Tato (Guglielmo Sansoni), Marciare non marcire, s.d., olio su tavola, 35 x 45 cm
Tato (Guglielmo Sansoni), Marciare non marcire, s.d., olio su tavola, 35 x 45 cm

Martedì 18 giugno inaugura la mostra “Paesaggi emiliani” curata da Sandro Malossini, con una selezione di 30 dipinti di paesaggio eseguiti da pittori bolognesi appartenenti alla Collezione Martelli. Il volume Collezione Martelli – Cento artisti bolognesi del Novecento (2024), a cura di Claudio Spadoni, con i contributi critici dello stesso Spadoni, di Francesca Sinigaglia – che ha studiato la genesi e l’evoluzione della raccolta – e della studiosa Daniela Bellotti, è un regesto completo delle 440 opere di pittura e scultura realizzate da artisti dell’ambito felsineo, facenti parte della raccolta. Il catalogo è stampato in un’edizione di pregio con copertina rigida e pubblica le immagini a colori di tutte le opere, a cui si aggiungono accurate schede bio-bibliografiche.
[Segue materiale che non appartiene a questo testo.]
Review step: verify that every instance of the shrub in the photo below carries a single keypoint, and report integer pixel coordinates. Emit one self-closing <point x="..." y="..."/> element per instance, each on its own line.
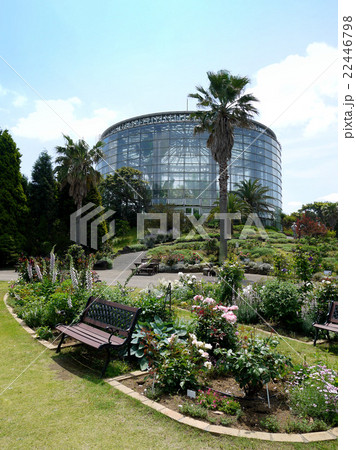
<point x="211" y="246"/>
<point x="212" y="400"/>
<point x="195" y="411"/>
<point x="181" y="365"/>
<point x="149" y="336"/>
<point x="215" y="323"/>
<point x="255" y="363"/>
<point x="281" y="302"/>
<point x="305" y="426"/>
<point x="271" y="424"/>
<point x="306" y="263"/>
<point x="230" y="276"/>
<point x="249" y="303"/>
<point x="314" y="393"/>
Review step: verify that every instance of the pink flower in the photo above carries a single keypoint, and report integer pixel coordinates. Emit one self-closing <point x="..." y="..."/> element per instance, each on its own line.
<point x="230" y="317"/>
<point x="222" y="308"/>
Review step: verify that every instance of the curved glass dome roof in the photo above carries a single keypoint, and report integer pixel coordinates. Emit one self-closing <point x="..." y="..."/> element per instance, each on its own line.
<point x="178" y="165"/>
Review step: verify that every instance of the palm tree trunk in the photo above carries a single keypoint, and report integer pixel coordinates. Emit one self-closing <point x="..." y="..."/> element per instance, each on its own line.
<point x="77" y="233"/>
<point x="223" y="177"/>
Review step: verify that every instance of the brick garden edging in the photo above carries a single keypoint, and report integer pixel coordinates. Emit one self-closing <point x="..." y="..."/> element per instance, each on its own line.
<point x="331" y="434"/>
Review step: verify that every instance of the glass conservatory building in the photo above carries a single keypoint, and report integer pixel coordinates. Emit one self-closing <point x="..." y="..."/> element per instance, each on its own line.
<point x="178" y="165"/>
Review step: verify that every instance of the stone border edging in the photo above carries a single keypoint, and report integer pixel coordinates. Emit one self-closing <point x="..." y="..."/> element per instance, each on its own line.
<point x="331" y="434"/>
<point x="30" y="331"/>
<point x="218" y="429"/>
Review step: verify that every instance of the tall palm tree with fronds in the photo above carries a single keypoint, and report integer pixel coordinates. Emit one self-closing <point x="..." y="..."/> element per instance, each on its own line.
<point x="75" y="166"/>
<point x="255" y="196"/>
<point x="234" y="205"/>
<point x="225" y="106"/>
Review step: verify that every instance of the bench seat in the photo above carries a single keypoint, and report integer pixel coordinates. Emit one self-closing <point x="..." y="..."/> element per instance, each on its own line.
<point x="89" y="335"/>
<point x="331" y="323"/>
<point x="103" y="325"/>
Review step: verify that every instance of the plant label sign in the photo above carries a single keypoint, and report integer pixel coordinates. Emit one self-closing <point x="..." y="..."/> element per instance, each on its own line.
<point x="191" y="394"/>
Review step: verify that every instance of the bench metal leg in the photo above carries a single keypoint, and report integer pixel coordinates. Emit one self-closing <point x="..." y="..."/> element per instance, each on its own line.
<point x="106" y="362"/>
<point x="316" y="336"/>
<point x="60" y="343"/>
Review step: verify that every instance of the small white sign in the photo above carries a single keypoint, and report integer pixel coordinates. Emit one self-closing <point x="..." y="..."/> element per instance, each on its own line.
<point x="191" y="394"/>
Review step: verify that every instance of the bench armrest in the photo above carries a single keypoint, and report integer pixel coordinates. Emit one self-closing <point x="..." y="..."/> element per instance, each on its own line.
<point x="110" y="330"/>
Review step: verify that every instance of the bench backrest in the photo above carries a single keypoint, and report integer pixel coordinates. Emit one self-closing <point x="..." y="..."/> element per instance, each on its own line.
<point x="333" y="313"/>
<point x="103" y="313"/>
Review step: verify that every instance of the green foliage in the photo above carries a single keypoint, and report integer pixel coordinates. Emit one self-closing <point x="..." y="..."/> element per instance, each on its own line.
<point x="314" y="393"/>
<point x="195" y="411"/>
<point x="230" y="276"/>
<point x="44" y="304"/>
<point x="75" y="166"/>
<point x="181" y="365"/>
<point x="305" y="426"/>
<point x="44" y="333"/>
<point x="281" y="302"/>
<point x="149" y="336"/>
<point x="13" y="202"/>
<point x="282" y="268"/>
<point x="211" y="246"/>
<point x="216" y="402"/>
<point x="271" y="424"/>
<point x="215" y="323"/>
<point x="126" y="193"/>
<point x="42" y="200"/>
<point x="254" y="363"/>
<point x="306" y="263"/>
<point x="249" y="304"/>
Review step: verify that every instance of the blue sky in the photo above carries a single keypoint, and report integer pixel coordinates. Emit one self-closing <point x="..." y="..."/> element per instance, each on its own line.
<point x="95" y="63"/>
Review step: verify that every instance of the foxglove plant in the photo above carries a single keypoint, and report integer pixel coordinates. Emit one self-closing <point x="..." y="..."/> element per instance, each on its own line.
<point x="29" y="271"/>
<point x="38" y="272"/>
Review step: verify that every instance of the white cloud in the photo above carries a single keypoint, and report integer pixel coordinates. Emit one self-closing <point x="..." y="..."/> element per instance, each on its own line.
<point x="53" y="118"/>
<point x="19" y="100"/>
<point x="334" y="197"/>
<point x="300" y="91"/>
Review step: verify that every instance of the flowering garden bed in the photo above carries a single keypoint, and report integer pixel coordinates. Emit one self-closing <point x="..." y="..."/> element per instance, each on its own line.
<point x="260" y="388"/>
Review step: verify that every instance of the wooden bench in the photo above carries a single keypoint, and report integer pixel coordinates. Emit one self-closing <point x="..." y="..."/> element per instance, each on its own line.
<point x="146" y="268"/>
<point x="103" y="325"/>
<point x="331" y="323"/>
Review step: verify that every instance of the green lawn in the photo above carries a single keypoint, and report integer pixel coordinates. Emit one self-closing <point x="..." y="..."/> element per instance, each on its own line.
<point x="51" y="402"/>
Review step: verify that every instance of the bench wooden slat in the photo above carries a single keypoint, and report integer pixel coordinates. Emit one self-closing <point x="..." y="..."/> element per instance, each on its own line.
<point x="121" y="319"/>
<point x="331" y="323"/>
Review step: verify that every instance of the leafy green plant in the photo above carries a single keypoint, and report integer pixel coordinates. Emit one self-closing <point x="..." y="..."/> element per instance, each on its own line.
<point x="194" y="411"/>
<point x="314" y="393"/>
<point x="255" y="363"/>
<point x="150" y="337"/>
<point x="281" y="301"/>
<point x="306" y="263"/>
<point x="230" y="276"/>
<point x="271" y="424"/>
<point x="181" y="364"/>
<point x="212" y="400"/>
<point x="226" y="421"/>
<point x="215" y="323"/>
<point x="305" y="426"/>
<point x="44" y="333"/>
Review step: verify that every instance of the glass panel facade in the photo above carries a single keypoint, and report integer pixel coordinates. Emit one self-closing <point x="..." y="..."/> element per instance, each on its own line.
<point x="179" y="166"/>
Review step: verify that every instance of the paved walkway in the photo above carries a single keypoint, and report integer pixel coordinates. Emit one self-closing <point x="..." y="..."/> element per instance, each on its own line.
<point x="122" y="270"/>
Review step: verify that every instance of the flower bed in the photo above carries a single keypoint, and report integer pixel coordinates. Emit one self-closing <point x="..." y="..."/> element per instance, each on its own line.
<point x="252" y="414"/>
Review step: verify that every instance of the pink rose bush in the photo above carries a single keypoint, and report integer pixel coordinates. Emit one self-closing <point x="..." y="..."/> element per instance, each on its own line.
<point x="216" y="323"/>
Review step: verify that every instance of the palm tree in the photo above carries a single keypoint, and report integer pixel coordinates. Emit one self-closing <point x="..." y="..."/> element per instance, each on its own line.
<point x="75" y="166"/>
<point x="254" y="195"/>
<point x="234" y="205"/>
<point x="225" y="106"/>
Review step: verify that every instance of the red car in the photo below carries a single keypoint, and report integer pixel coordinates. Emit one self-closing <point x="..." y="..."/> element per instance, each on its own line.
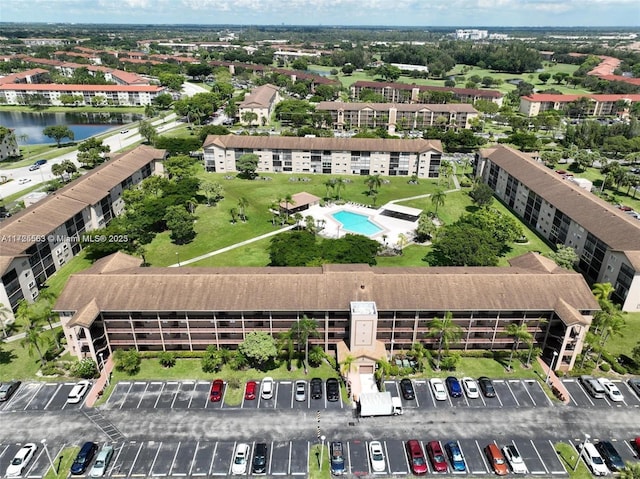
<point x="216" y="390"/>
<point x="416" y="457"/>
<point x="250" y="390"/>
<point x="436" y="456"/>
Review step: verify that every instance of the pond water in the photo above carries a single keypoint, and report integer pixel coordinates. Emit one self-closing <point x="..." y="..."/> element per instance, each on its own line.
<point x="83" y="125"/>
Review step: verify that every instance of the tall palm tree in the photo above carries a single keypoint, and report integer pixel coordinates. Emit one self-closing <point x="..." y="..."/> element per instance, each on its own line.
<point x="303" y="330"/>
<point x="519" y="332"/>
<point x="446" y="331"/>
<point x="438" y="198"/>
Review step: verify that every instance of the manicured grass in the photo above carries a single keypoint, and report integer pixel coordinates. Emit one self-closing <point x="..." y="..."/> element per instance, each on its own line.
<point x="569" y="456"/>
<point x="62" y="462"/>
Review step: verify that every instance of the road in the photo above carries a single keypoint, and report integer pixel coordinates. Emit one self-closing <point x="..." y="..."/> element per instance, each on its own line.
<point x="116" y="141"/>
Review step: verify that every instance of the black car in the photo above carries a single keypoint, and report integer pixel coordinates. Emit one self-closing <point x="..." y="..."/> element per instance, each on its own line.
<point x="260" y="458"/>
<point x="406" y="386"/>
<point x="487" y="387"/>
<point x="315" y="386"/>
<point x="84" y="458"/>
<point x="7" y="390"/>
<point x="333" y="389"/>
<point x="610" y="455"/>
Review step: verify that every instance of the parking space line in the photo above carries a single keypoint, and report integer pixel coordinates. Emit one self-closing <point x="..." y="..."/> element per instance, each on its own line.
<point x="511" y="390"/>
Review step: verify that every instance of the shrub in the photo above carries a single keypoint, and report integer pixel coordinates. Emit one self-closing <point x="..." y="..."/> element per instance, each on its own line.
<point x="167" y="359"/>
<point x="85" y="369"/>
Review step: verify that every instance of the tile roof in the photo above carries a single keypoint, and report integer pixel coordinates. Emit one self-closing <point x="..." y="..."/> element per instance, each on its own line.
<point x="335" y="144"/>
<point x="327" y="288"/>
<point x="618" y="230"/>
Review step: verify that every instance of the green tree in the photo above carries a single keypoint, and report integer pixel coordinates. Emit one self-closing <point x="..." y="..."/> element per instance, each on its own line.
<point x="445" y="331"/>
<point x="247" y="165"/>
<point x="519" y="333"/>
<point x="58" y="133"/>
<point x="259" y="348"/>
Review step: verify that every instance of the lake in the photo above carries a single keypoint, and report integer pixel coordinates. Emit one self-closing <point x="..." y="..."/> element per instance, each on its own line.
<point x="83" y="125"/>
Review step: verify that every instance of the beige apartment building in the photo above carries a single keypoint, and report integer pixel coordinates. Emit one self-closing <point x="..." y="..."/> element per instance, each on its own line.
<point x="334" y="156"/>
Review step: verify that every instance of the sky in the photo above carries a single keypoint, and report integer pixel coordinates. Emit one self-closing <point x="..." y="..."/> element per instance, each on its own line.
<point x="496" y="13"/>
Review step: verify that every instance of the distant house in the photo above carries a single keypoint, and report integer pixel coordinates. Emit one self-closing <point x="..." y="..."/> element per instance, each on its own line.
<point x="260" y="101"/>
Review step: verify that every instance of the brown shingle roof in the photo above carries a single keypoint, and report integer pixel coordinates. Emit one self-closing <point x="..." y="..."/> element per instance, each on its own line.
<point x="336" y="144"/>
<point x="325" y="288"/>
<point x="619" y="231"/>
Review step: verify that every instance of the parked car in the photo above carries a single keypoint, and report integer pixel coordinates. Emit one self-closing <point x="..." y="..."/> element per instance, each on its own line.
<point x="333" y="389"/>
<point x="593" y="460"/>
<point x="453" y="385"/>
<point x="635" y="385"/>
<point x="455" y="456"/>
<point x="266" y="388"/>
<point x="514" y="459"/>
<point x="470" y="388"/>
<point x="84" y="457"/>
<point x="301" y="390"/>
<point x="8" y="389"/>
<point x="216" y="390"/>
<point x="259" y="458"/>
<point x="21" y="460"/>
<point x="376" y="455"/>
<point x="337" y="458"/>
<point x="436" y="456"/>
<point x="78" y="391"/>
<point x="315" y="386"/>
<point x="250" y="390"/>
<point x="593" y="386"/>
<point x="613" y="393"/>
<point x="406" y="386"/>
<point x="496" y="459"/>
<point x="486" y="385"/>
<point x="240" y="458"/>
<point x="610" y="455"/>
<point x="417" y="461"/>
<point x="102" y="461"/>
<point x="439" y="391"/>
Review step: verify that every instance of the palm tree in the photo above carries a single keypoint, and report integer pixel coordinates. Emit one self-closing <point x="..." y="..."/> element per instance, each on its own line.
<point x="438" y="198"/>
<point x="446" y="331"/>
<point x="303" y="330"/>
<point x="519" y="332"/>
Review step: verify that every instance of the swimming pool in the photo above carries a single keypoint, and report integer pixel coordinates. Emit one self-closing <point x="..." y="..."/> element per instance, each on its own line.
<point x="355" y="223"/>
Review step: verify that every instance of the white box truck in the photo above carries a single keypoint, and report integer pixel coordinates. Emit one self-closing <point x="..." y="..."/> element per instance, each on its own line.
<point x="379" y="404"/>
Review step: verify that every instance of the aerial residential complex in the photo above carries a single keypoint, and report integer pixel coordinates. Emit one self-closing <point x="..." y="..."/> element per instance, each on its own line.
<point x="606" y="239"/>
<point x="346" y="156"/>
<point x="406" y="93"/>
<point x="117" y="304"/>
<point x="398" y="116"/>
<point x="599" y="105"/>
<point x="39" y="240"/>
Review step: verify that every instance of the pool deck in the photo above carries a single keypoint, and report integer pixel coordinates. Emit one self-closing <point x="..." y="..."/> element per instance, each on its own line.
<point x="391" y="227"/>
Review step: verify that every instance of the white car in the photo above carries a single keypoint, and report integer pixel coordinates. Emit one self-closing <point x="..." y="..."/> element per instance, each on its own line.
<point x="439" y="391"/>
<point x="612" y="390"/>
<point x="593" y="460"/>
<point x="470" y="388"/>
<point x="266" y="388"/>
<point x="515" y="459"/>
<point x="21" y="460"/>
<point x="240" y="459"/>
<point x="377" y="456"/>
<point x="79" y="390"/>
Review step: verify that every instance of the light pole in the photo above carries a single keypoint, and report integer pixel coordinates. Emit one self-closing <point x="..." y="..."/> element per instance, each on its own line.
<point x="553" y="359"/>
<point x="322" y="438"/>
<point x="46" y="450"/>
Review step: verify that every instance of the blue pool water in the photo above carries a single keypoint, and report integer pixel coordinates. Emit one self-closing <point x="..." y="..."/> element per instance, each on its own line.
<point x="356" y="223"/>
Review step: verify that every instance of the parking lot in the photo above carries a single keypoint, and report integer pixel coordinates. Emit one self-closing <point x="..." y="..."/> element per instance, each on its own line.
<point x="291" y="458"/>
<point x="580" y="397"/>
<point x="37" y="396"/>
<point x="195" y="395"/>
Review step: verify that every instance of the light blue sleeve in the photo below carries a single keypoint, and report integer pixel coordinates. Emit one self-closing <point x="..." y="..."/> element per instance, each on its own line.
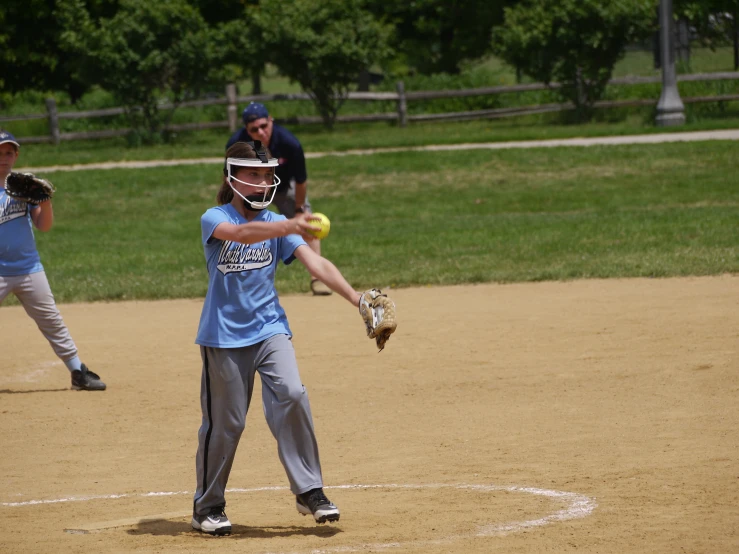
<point x="209" y="221"/>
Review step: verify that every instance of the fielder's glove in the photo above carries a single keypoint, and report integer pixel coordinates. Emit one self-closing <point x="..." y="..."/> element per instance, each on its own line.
<point x="378" y="313"/>
<point x="29" y="188"/>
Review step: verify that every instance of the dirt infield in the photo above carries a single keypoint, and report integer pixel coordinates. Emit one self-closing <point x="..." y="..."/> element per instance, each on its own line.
<point x="587" y="416"/>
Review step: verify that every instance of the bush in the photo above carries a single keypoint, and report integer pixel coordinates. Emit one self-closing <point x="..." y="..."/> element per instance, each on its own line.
<point x="574" y="42"/>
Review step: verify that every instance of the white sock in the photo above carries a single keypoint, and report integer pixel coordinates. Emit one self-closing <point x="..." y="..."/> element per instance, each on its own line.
<point x="73" y="363"/>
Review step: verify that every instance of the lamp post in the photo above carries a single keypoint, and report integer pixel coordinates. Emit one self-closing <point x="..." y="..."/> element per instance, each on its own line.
<point x="670" y="109"/>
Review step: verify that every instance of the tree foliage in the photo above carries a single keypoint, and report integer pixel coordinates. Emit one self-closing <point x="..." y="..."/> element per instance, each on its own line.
<point x="323" y="46"/>
<point x="436" y="36"/>
<point x="714" y="20"/>
<point x="30" y="57"/>
<point x="148" y="52"/>
<point x="574" y="42"/>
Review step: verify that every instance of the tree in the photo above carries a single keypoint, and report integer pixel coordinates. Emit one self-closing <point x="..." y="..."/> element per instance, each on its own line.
<point x="716" y="22"/>
<point x="30" y="56"/>
<point x="323" y="46"/>
<point x="574" y="42"/>
<point x="436" y="36"/>
<point x="148" y="52"/>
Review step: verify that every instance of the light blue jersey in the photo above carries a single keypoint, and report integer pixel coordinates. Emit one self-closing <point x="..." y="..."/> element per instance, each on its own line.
<point x="241" y="307"/>
<point x="18" y="253"/>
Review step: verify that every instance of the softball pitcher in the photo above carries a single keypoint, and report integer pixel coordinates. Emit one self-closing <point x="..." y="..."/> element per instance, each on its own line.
<point x="21" y="271"/>
<point x="243" y="330"/>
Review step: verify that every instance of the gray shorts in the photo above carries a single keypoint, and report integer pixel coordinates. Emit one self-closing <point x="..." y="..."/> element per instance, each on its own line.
<point x="285" y="201"/>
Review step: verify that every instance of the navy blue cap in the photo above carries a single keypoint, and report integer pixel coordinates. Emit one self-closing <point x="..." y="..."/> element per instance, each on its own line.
<point x="7" y="137"/>
<point x="254" y="111"/>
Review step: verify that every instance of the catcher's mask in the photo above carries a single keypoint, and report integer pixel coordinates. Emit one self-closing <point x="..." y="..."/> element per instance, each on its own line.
<point x="260" y="200"/>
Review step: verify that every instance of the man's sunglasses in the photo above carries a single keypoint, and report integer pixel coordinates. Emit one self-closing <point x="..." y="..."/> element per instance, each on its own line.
<point x="263" y="126"/>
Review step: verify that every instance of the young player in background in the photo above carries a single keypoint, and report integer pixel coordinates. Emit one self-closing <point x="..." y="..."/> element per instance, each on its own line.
<point x="291" y="196"/>
<point x="243" y="330"/>
<point x="21" y="271"/>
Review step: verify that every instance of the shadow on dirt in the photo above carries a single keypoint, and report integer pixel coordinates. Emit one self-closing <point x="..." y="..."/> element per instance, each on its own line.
<point x="10" y="391"/>
<point x="176" y="528"/>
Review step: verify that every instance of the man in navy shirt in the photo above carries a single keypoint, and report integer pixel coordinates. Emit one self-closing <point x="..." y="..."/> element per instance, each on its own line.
<point x="291" y="195"/>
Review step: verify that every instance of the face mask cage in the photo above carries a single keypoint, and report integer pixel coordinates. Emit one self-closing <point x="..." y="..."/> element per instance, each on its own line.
<point x="260" y="200"/>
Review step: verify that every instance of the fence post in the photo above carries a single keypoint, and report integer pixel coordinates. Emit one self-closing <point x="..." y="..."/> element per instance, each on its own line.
<point x="53" y="120"/>
<point x="232" y="108"/>
<point x="402" y="106"/>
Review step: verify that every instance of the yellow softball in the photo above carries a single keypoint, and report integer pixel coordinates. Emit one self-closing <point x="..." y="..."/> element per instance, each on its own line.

La Collezione Martelli è unica nel suo genere perché offre una panoramica vasta e completa della grande arte bolognese dalla metà dell’Ottocento fino a tutto il Novecento. La raccolta evidenzia una passione collezionistica di lungo corso, che ha toccato le vite private e professionali della famiglia bolognese Martelli che, con amore e dedizione, nel corso di due generazioni ha riunito un nucleo significativo di dipinti e sculture che documentano l’arte del territorio a cavallo di due secoli e oltre.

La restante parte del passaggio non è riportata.